The whole advanced state of the conventional technological domain driving our world has reached the threshold of saturation (with limitation of resources and effects of pollution). Hence, in relation to this, we have seen a recent spurt of ‘green’ mechanisms (be it in the automotive sector or in the electronic field) that have the potentiality to make their mark in the future. But, then such conceptions only allude to the end state, not the means to that convenient end state. Thus a collective and sustainable approach should be taken that can provide large scale solution to our every day primary energy requirements, both domestically and industrially.
This brings us to the commercial adoption of credible alternative energy sources that can fuel our very future existence. So, without further ado, let us have a brief idea about the 10 alternative energy sources that promises a much greener planet for our children.
1. Tidal Power
As the name suggests, tidal power can be generated from the kinetic motion of high tides in ocean and sea locations. The ebbing and surging pattern of tides produces a kinetic energy that can be harvested by under water turbines, to be converted to clean electrical energy. Since oceans cover a massive part of our earth surface, this sustainable source has a great potential to be utilized in the near future.
2. Wave power
While tidal power entails an underwater mechanism, harnessing of wave power requires a ‘floating’ system above the surface of water. These generators along the fluid facade utilize the wave motion of the water (determined by wave height, wave speed, wavelength, and water density) to produce electricity. The resultant power in turn can be supplied to water oriented industrial setups such as desalination plants and power plants.
3. Solar power
One of the well known sources of renewable energy, solar power can have a multitude of applications due the nigh inexhaustible capacity of sunlight. In essence the light energy of the sunlight is converted to electricity by mechanisms such as photovoltaic cells or concentrated solar power (focusing a large swathe of sunlight into a small beam). According to present estimates, solar power accounts for 43 GW of power capacity around the world.
4. Wind power
Wind power generation entails the conversion of natural wind energy into electricity by the mechanical prowess of wind turbines. The rotatory motion of the turbine blades from the wind initiates the conversion process. Wind power accounts for 194 GW of nameplate capacity (which is the greatest among renewable sources), with energy production at 430 TWh, which is about 2.5% of worldwide electricity usage.
The basic system of a hydroelectric plant utilizes the downward flow of a mass of water for energy generation. This massive magnitude of potential energy contained in the water (at an upper level) is converted to mechanical energy by use of in-built turbines. This resultant mechanical outcome is then converted to ‘clean and green’ electricity. Huge facilities like dams and barrages are generally used for such gargantuan scale of operations. As a matter of fact, hydroelectricity remains one of the three principal sources of electricity around the world.
6. Radiant Energy
A relative unknown facet of energy source discovered by Nikola Tesla, radiant energy is the energy available from electromagnetic waves. This field encompasses a wide variety of systems that work on an intangible yet open level, especially in relation to human senses. The primary form of radiant energy is produced in the sun from the effects of nuclear fusion, and the related systems can include heating mechanisms utilizing infrared waves to normal sunlight.
7. Geothermal Power
Geothermal power is harnessed from the effects of the omnipresent heat (around 6000 degrees Celsius) at the central core of our earth system. This massive magnitude of inner earth’s thermal energy sometimes makes its presence felt through tectonic plates, in the form of volcanic outlets and hot springs.

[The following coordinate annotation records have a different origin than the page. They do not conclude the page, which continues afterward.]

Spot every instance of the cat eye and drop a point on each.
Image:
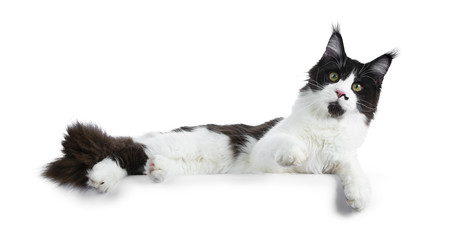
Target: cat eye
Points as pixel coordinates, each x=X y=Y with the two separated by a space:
x=333 y=77
x=356 y=87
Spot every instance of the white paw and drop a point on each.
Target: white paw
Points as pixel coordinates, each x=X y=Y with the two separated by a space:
x=357 y=195
x=104 y=175
x=156 y=170
x=293 y=156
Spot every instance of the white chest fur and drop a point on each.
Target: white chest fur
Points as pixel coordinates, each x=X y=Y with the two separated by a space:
x=316 y=143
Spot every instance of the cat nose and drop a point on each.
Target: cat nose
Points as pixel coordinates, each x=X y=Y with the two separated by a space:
x=341 y=93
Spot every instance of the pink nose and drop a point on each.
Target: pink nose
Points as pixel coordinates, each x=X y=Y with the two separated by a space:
x=340 y=93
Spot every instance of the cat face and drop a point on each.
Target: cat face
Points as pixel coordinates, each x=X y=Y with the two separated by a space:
x=340 y=85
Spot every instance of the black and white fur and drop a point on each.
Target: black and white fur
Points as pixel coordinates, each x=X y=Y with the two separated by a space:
x=327 y=125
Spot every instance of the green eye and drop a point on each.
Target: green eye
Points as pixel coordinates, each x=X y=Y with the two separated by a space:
x=333 y=76
x=356 y=87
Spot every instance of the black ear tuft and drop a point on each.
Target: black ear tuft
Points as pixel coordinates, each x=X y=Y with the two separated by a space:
x=379 y=67
x=335 y=47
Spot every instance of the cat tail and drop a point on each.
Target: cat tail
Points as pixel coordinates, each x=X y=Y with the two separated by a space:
x=84 y=145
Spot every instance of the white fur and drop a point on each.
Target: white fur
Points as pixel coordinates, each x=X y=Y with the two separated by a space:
x=105 y=174
x=309 y=140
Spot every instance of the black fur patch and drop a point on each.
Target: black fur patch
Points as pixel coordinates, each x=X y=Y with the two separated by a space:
x=369 y=76
x=238 y=133
x=84 y=146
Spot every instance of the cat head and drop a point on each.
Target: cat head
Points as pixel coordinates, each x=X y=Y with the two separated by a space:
x=341 y=85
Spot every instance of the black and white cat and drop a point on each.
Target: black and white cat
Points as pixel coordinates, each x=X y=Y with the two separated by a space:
x=327 y=125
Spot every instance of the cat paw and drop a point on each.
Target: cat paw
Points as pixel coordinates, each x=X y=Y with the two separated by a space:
x=104 y=175
x=357 y=196
x=155 y=170
x=294 y=156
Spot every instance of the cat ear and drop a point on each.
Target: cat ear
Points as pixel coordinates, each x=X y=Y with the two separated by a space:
x=379 y=67
x=335 y=47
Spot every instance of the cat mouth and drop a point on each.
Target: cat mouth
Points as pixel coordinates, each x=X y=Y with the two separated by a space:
x=335 y=109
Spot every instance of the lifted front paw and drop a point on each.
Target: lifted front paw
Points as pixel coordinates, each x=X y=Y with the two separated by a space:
x=357 y=196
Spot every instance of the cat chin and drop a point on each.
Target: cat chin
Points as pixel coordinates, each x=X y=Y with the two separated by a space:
x=335 y=110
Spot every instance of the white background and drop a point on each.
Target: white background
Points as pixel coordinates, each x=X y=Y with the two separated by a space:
x=137 y=66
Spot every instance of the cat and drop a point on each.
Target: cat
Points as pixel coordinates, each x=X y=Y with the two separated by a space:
x=328 y=123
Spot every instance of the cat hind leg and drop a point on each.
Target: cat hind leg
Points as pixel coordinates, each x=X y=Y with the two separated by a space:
x=105 y=175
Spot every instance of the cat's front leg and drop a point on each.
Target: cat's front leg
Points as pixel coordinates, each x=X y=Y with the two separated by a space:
x=355 y=183
x=280 y=150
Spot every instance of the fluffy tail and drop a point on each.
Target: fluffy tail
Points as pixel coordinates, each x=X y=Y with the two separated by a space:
x=84 y=146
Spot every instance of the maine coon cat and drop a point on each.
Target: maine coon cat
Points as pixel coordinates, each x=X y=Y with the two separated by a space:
x=328 y=123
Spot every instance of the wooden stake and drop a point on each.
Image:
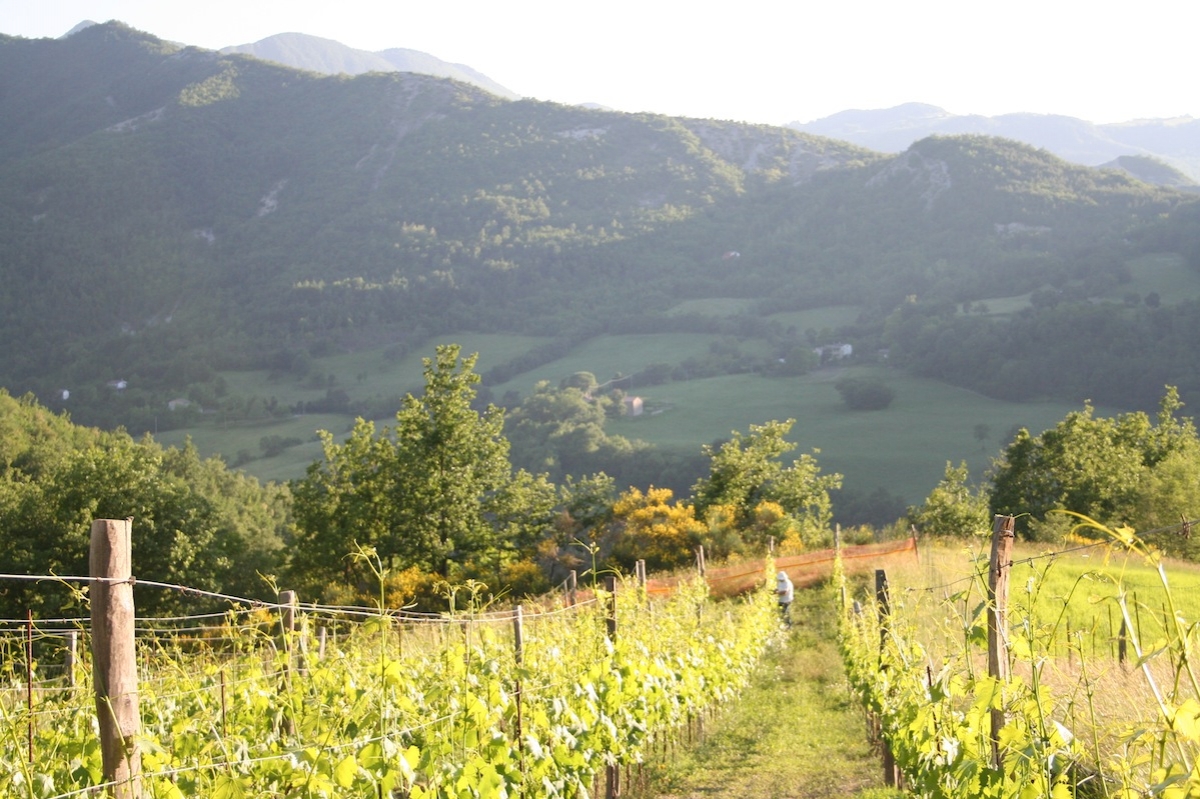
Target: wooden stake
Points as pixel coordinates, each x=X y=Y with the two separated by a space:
x=519 y=654
x=114 y=655
x=29 y=677
x=1000 y=564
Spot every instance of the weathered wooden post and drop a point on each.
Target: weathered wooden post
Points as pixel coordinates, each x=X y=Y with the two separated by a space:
x=1000 y=564
x=71 y=656
x=1122 y=644
x=293 y=644
x=883 y=604
x=519 y=656
x=111 y=562
x=29 y=678
x=612 y=784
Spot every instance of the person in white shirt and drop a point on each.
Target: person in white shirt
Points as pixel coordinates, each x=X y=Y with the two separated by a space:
x=784 y=593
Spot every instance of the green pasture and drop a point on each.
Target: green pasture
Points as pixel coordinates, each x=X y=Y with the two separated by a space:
x=1003 y=306
x=1167 y=274
x=610 y=355
x=371 y=373
x=720 y=306
x=828 y=318
x=903 y=449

This unobtrusive heat in turn can be used for production of electricity as well as heating facilities.
Biomass is carbon, hydrogen and oxygen based renewable energy source that is derived from organic materials. This plant or animal matter can be directly converted to heat energy by combustion, or can be utilized as an alternative fuel by various chemical procedures. Components like wood, sugarcane and corn are examples of biomass sources. According to recent estimations, biomass and waste-to-energy plants accounts for 65 GW of energy capacity around the world.
9. Compressed Natural Gas
Compressed natural gas (CNG) is a form of fossil fuel that can be considered as a substitute for other conventional fossil fuels such as petrol, diesel and LPG. This comparatively environmental friendly fuel is derived by compressing natural gas (with methane as its main constituent) to 1 percent of its standard volume. Being also relatively cheaper than petrol, its usage is righteously becoming more widespread in third world countries.